The Impressionist movement originated in late nineteenth century France, earning its name from Claude Monet’s painting, titled: Impression: Sunrise. It became a jeering term to refer to the plein-air painting technique employed by many painters; that is, their preference to paint out in the open air of southern France, as opposed to working from a studio. Art from the Impressionist period tends to favor a lighter, softer color palette, and less refined brush strokes to capture the many nuances of the effects of natural lighting. However, it is a very loose term; there is great deal of variety within the movement. American painter Mary Cassatt painted almost solely women and children, and the influence of Japanese block prints is much stronger in her art than others; the French painter Edgar Degas is known for his numerous paintings and studies of young ballerinas; the lesser known Gustave Caillebotte preferred to paint urban landscapes; Claude Monet dedicated an entire series to studying the effects of light on Rouen Cathedral as well as simple haystacks. Many of the Impressionists were grouped together not necessarily because of their painting style, but because of their decision to exhibit at the Impressionist exhibition in 1874, when many of their own works were rejected from the conservative French Salon, then the final word on what was and wasn’t art. However, some of them, like Eduoard Manet, refused to exhibit with them, instead waiting for the Salon’s approval.
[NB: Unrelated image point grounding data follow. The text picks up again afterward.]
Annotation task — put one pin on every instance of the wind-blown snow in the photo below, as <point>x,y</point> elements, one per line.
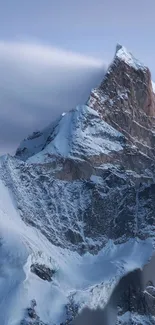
<point>128,58</point>
<point>22,245</point>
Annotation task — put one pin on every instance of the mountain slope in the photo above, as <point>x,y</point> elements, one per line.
<point>78,203</point>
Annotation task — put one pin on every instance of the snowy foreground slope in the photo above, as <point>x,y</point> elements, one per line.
<point>77,207</point>
<point>75,275</point>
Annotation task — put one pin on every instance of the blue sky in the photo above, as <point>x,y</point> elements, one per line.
<point>91,27</point>
<point>52,52</point>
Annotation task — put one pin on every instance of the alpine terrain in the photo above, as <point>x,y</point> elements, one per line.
<point>77,210</point>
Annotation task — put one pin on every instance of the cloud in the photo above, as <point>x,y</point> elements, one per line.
<point>37,83</point>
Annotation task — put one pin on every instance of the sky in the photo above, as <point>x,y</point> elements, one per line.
<point>52,52</point>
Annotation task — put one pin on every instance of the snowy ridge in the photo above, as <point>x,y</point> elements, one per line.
<point>21,245</point>
<point>79,133</point>
<point>128,58</point>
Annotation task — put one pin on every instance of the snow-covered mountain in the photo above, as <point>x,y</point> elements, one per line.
<point>77,207</point>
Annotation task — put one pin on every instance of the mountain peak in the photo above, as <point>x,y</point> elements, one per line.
<point>124,55</point>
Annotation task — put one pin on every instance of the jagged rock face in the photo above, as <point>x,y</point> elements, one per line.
<point>89,177</point>
<point>126,101</point>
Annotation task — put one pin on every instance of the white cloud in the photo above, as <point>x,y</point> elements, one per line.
<point>37,83</point>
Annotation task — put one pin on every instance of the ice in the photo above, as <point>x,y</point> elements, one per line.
<point>128,58</point>
<point>80,133</point>
<point>90,277</point>
<point>153,86</point>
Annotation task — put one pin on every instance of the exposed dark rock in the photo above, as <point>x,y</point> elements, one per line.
<point>44,272</point>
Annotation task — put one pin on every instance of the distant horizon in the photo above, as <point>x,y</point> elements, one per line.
<point>80,37</point>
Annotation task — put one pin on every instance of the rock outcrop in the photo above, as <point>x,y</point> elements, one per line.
<point>89,177</point>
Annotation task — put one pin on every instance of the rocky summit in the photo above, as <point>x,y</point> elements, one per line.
<point>77,210</point>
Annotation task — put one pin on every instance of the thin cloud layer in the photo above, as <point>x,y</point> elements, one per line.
<point>37,83</point>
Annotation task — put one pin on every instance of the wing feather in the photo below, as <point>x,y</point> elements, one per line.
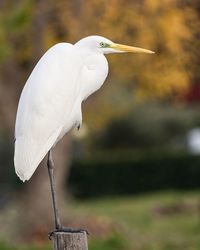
<point>47,99</point>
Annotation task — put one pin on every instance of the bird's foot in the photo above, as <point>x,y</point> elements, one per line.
<point>67,230</point>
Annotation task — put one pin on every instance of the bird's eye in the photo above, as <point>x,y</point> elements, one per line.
<point>103,45</point>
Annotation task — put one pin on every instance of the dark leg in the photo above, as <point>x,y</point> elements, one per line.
<point>50,165</point>
<point>59,227</point>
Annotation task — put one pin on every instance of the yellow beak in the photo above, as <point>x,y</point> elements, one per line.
<point>126,48</point>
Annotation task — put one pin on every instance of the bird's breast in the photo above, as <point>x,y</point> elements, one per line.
<point>93,74</point>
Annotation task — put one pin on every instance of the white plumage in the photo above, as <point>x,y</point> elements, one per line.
<point>50,103</point>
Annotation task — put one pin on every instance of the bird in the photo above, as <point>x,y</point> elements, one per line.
<point>51,100</point>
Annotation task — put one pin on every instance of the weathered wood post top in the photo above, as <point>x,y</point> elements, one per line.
<point>69,241</point>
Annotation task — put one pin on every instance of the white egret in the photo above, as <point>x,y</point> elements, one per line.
<point>50,103</point>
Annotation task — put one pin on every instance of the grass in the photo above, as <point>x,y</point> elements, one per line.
<point>159,221</point>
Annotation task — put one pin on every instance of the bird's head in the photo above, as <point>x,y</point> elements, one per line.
<point>103,45</point>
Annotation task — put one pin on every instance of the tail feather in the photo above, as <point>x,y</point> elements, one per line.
<point>28,155</point>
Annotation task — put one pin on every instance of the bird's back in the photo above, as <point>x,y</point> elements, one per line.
<point>47,99</point>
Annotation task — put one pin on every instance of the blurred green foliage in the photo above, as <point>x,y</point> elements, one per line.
<point>149,125</point>
<point>123,173</point>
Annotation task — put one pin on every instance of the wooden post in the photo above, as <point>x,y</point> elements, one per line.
<point>69,241</point>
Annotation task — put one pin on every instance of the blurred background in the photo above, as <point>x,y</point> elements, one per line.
<point>131,175</point>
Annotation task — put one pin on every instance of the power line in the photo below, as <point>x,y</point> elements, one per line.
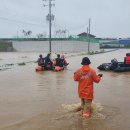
<point>17,21</point>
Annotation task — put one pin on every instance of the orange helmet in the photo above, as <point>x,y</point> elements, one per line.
<point>62,56</point>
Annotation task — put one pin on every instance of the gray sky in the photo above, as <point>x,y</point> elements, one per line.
<point>109,18</point>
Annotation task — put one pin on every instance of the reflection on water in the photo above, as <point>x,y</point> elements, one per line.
<point>48,100</point>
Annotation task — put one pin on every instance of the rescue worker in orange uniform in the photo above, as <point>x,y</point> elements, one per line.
<point>85,77</point>
<point>127,58</point>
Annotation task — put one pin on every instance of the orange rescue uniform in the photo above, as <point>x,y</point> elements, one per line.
<point>85,77</point>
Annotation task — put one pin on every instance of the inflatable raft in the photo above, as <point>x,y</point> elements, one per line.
<point>119,67</point>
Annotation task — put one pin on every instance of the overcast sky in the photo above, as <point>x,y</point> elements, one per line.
<point>109,18</point>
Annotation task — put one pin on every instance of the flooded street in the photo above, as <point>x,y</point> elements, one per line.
<point>32,100</point>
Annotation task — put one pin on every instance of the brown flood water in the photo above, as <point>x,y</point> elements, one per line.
<point>46,100</point>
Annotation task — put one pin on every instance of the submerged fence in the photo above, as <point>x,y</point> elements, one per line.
<point>70,38</point>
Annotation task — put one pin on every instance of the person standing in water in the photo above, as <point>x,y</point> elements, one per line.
<point>85,77</point>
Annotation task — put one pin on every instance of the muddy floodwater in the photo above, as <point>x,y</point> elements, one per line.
<point>47,100</point>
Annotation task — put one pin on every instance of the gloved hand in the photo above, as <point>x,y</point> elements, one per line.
<point>100,75</point>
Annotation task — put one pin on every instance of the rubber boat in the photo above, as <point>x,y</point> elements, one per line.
<point>119,67</point>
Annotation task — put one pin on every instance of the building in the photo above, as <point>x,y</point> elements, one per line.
<point>84,34</point>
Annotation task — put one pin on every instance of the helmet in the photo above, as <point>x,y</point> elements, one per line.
<point>62,56</point>
<point>85,61</point>
<point>40,55</point>
<point>58,55</point>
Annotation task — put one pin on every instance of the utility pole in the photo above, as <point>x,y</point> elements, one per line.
<point>88,39</point>
<point>50,18</point>
<point>89,36</point>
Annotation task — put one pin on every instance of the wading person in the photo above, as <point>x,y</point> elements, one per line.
<point>85,77</point>
<point>40,60</point>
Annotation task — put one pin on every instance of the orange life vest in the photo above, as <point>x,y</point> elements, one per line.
<point>127,60</point>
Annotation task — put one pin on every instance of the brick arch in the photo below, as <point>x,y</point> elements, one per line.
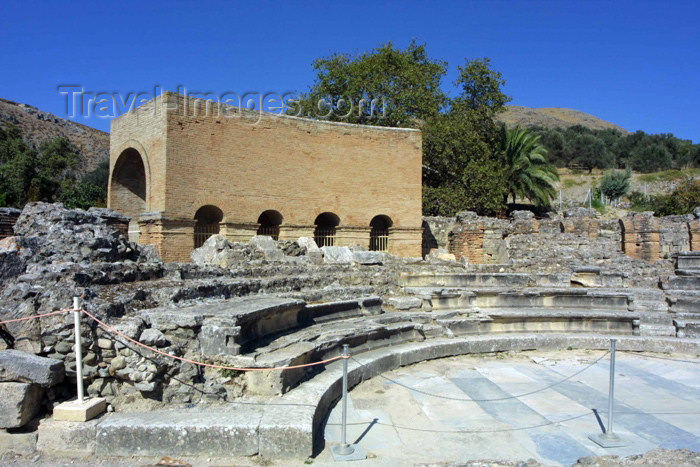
<point>207,223</point>
<point>129,183</point>
<point>326,224</point>
<point>269,223</point>
<point>379,233</point>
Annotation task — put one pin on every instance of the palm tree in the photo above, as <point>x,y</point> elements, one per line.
<point>528,174</point>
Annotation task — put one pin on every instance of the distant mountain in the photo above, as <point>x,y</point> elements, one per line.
<point>37,126</point>
<point>553,117</point>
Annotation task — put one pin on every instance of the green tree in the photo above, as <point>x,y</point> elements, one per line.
<point>616,184</point>
<point>463,169</point>
<point>402,85</point>
<point>650,158</point>
<point>527,172</point>
<point>590,152</point>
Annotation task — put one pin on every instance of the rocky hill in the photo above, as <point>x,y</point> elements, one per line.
<point>38,126</point>
<point>553,118</point>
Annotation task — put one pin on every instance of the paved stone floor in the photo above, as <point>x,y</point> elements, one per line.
<point>657,404</point>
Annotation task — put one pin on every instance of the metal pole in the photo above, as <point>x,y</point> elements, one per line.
<point>345,448</point>
<point>78,349</point>
<point>611,390</point>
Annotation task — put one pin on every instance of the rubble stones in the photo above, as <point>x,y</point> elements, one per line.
<point>337,255</point>
<point>24,367</point>
<point>19,402</point>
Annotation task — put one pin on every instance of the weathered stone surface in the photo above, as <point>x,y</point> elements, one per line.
<point>267,246</point>
<point>180,432</point>
<point>405,303</point>
<point>18,443</point>
<point>24,367</point>
<point>19,402</point>
<point>337,255</point>
<point>369,257</point>
<point>153,337</point>
<point>67,438</point>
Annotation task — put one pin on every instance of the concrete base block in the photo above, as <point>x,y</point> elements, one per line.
<point>352,452</point>
<point>18,443</point>
<point>608,440</point>
<point>67,438</point>
<point>74,411</point>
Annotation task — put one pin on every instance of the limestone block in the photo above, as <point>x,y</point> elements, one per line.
<point>19,402</point>
<point>19,366</point>
<point>405,303</point>
<point>268,247</point>
<point>313,252</point>
<point>369,257</point>
<point>337,255</point>
<point>67,438</point>
<point>153,337</point>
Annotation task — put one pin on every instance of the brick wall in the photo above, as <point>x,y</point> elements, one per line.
<point>245,164</point>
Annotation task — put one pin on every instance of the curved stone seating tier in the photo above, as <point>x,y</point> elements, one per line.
<point>289,426</point>
<point>325,340</point>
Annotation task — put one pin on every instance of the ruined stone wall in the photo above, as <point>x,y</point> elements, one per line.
<point>524,239</point>
<point>8,217</point>
<point>246,164</point>
<point>436,231</point>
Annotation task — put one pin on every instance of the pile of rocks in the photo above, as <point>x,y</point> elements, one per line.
<point>218,251</point>
<point>26,384</point>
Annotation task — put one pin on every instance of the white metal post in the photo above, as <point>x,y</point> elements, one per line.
<point>609,439</point>
<point>346,451</point>
<point>78,350</point>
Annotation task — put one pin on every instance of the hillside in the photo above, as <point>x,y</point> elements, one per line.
<point>38,126</point>
<point>553,118</point>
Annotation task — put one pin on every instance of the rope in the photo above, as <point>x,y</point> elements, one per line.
<point>659,358</point>
<point>503,430</point>
<point>439,396</point>
<point>208,365</point>
<point>35,316</point>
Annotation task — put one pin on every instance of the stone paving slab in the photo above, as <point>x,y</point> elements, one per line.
<point>646,393</point>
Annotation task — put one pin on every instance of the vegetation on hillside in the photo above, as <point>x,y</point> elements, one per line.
<point>580,147</point>
<point>47,173</point>
<point>465,166</point>
<point>683,200</point>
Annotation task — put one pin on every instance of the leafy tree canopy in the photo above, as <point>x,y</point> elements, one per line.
<point>385,87</point>
<point>527,172</point>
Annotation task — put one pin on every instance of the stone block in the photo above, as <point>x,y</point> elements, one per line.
<point>268,247</point>
<point>337,255</point>
<point>19,402</point>
<point>74,411</point>
<point>287,432</point>
<point>405,303</point>
<point>19,366</point>
<point>369,257</point>
<point>18,443</point>
<point>180,432</point>
<point>67,438</point>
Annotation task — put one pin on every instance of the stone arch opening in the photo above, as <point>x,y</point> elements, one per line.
<point>129,189</point>
<point>207,220</point>
<point>326,225</point>
<point>379,235</point>
<point>270,222</point>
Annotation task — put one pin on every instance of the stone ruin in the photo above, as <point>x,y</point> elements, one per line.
<point>515,284</point>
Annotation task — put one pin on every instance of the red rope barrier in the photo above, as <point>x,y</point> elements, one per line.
<point>209,365</point>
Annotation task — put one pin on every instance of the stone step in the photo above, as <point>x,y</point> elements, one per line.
<point>664,319</point>
<point>681,283</point>
<point>656,330</point>
<point>560,320</point>
<point>687,327</point>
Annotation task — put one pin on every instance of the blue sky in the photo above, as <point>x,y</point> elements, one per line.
<point>634,63</point>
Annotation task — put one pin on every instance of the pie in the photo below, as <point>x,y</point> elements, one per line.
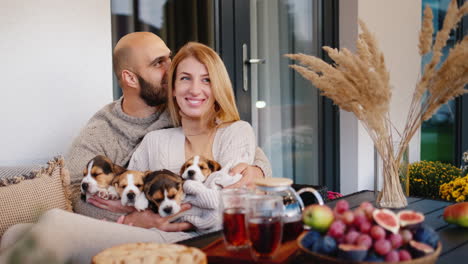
<point>139,253</point>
It didn’t take long for Impressionism to become incorporated into the mainstream. If it wasn’t immediately welcomed in France, it became quite popular in America, and continued to be an influence on later movements, although the post Impressionists (another very loose art historical name) would later attempt to break away from the Impressionists’ fascination with delicate light and color.
Some art historians regard Impressionism as the predecessor to modern art movements, because it was the first time in history that artists refused to accept the art critic’s rejection. As Franceso Salvi said, ”Impressionism is at the root of all modern art, because it was the first movement that managed to free itself from preconceived ideas, and because it changed not only the way life was depicted but the way life was seen.”